Some people’s neighbors said good morning to each other as they started their day. Hers jabbed knives into her house. And por el amor de Dios, what had her house ever done to them?
Rolling her eyes heavenward and muttering a brief prayer for patience in Spanish, Addy grabbed hold of the handle, giving it a good tug. When it didn’t come out on the first try, she dropped her tote back on her front stoop with a thud and tried again with both hands until the knife chunked free.
She didn’t bother to glance around her quiet street, figuring it was hardly worth it to muster up the energy to be annoyed anymore. As one of the neighborhood dogs started up a faraway, staccato bark, she examined the latest addition to her growing collection of cutlery. It felt heavier and looked a little more expensive than usual.
Whatever. Maybe the idiot who’d put it there thought that spending more money would be scarier. As if.
Purposefully adopting a bored expression, just in case the nasty little twerp was watching, she picked up her keys and dropped them back into her purse. She’d always hated the thought of living in a wealthy gated community, but at times like this the idea had its attractions.
Pushing the door back open with one hip, she kicked at the slip of paper that had fallen to the ground after she’d freed the knife holding it. It fluttered inside the house, and she picked up her tote and followed suit. Without bothering to pick the paper up, she headed for the phone in her kitchen. She dialed the familiar number without glancing at the list of her favorite contacts stuck to the fridge.
“Borkowski,” came a woman’s curt response.

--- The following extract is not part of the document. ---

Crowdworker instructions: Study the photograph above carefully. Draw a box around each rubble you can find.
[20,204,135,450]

“Hey, Liz, it’s me.” Addy leaned against the counter, a frisson of annoyance tracking up her spine as she contemplated being late to work because of a stupid prank…again. But while she and Liz both knew that none of the teenage troublemakers who lived on her block was going to slink forward and confess, she’d promised her friend she would call each and every time someone stabbed her house. “Got another note.”
“Same deal as last time?”
Addy tossed the knife on the counter. “If by that you mean, one large, ugly knife that left yet another large, ugly hole in my siding, yes. Every time Halloween comes around, it’s the prank du jour.”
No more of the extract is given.